Wednesday was a day of convergences.
Rose is a food-driven cat. When I arrived home Tuesday afternoon she was moving slowly and showed no interest in eating. I checked the litter box for small pee balls, indicating a possible UTI, but there were none. I called the vet clinic and had her there within five minutes. Her blood work-up showed signs of renal dysfunction. She had fluids injected subcutaneously and we came home. Her appetite returned. She ate and went directly upstairs and curled up on our bed.
Nick never left Rose's side until the morning. He curled up at the foot of the bed and looked at her with worried, adoring eyes. Yes, a cat can do that. For three years she has slapped him and tumbled him and demanded that he yield his spot to her, and as a result he is devoted to her.
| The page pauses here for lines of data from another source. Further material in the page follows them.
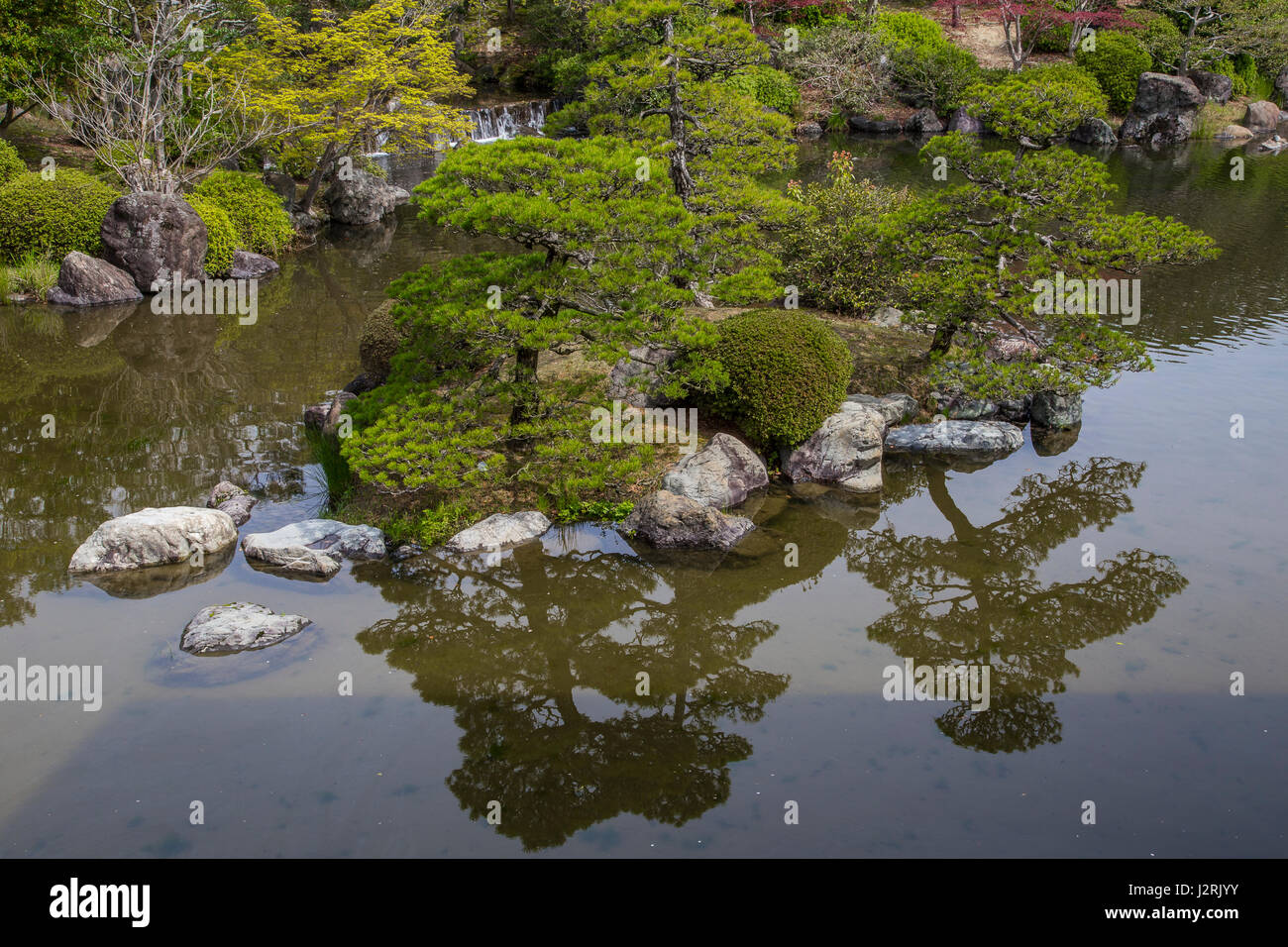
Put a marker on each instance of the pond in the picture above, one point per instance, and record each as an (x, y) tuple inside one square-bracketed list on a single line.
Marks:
[(497, 705)]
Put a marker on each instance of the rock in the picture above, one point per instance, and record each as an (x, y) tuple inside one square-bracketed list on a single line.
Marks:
[(362, 198), (1055, 410), (679, 522), (84, 279), (1163, 112), (153, 237), (500, 530), (314, 547), (965, 440), (846, 450), (1214, 85), (1234, 133), (237, 626), (634, 380), (888, 317), (897, 407), (1095, 132), (248, 265), (874, 127), (283, 185), (923, 123), (154, 538), (721, 474), (1261, 116), (232, 500), (962, 121)]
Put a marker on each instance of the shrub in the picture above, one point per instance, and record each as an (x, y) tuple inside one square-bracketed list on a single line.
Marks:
[(769, 86), (11, 165), (787, 372), (220, 235), (52, 218), (263, 226), (1117, 62)]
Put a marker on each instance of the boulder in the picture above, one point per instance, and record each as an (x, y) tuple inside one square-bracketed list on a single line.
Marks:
[(897, 407), (237, 626), (874, 127), (721, 474), (846, 450), (362, 198), (1096, 133), (248, 265), (313, 547), (964, 121), (84, 279), (1055, 410), (634, 380), (500, 530), (154, 538), (232, 500), (975, 441), (153, 237), (1214, 85), (1163, 111), (1261, 116), (679, 522), (923, 123)]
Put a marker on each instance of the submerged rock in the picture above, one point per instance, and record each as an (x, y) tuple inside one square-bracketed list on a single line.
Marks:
[(313, 547), (721, 474), (679, 522), (965, 440), (500, 530), (846, 450), (239, 626), (154, 538)]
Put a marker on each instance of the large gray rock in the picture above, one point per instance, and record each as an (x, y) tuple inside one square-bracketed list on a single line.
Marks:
[(500, 530), (154, 538), (85, 279), (362, 198), (237, 626), (1055, 410), (962, 440), (679, 522), (721, 474), (1096, 133), (1163, 112), (846, 450), (154, 236), (634, 380), (897, 407), (1261, 116), (313, 547), (232, 500), (1214, 85)]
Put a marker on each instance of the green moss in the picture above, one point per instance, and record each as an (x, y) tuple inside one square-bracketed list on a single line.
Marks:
[(787, 372), (52, 218), (220, 236), (263, 226)]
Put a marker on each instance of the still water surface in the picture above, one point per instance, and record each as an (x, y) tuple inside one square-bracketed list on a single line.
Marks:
[(516, 681)]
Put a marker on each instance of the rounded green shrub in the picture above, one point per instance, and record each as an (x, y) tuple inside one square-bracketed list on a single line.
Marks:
[(1117, 62), (52, 218), (11, 165), (769, 86), (787, 372), (220, 235), (263, 226)]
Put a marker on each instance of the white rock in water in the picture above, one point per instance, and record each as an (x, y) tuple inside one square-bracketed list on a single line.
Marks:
[(237, 626), (154, 538), (500, 530)]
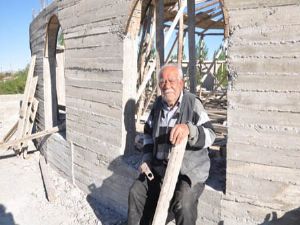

Wednesday morning I dropped Rose at the clinic so they could collect a urine sample from her. My heart was full as I drove to work because my thoughts were six hundred miles away with my family in Tennessee. It was the day of the funeral for Great Aunt Zilpha, the gentle and quiet one hundred year old Rock of Gibraltar for several generations of Sharps and Darks. For years I have been ready to jump when the call came, and she endured, and when the call came I could not find a way.
I knew I would be listening to Shakespeare all day. My students had memorized Hamlet's meditation on existence. Though they are not one hundred, they spoke with understanding. Aunt Zilpha's answer to the question was emphatically "To be" and she gave that answer every day of her life. I thought of the time ten years ago when she stood next to a portrait of her parents and told me about them and their general store, and about her childhood in the village where she lived one hundred years, as if it were not so long ago, when it had been eighty years. I wanted to be one of the crowd that honored her on Wednesday.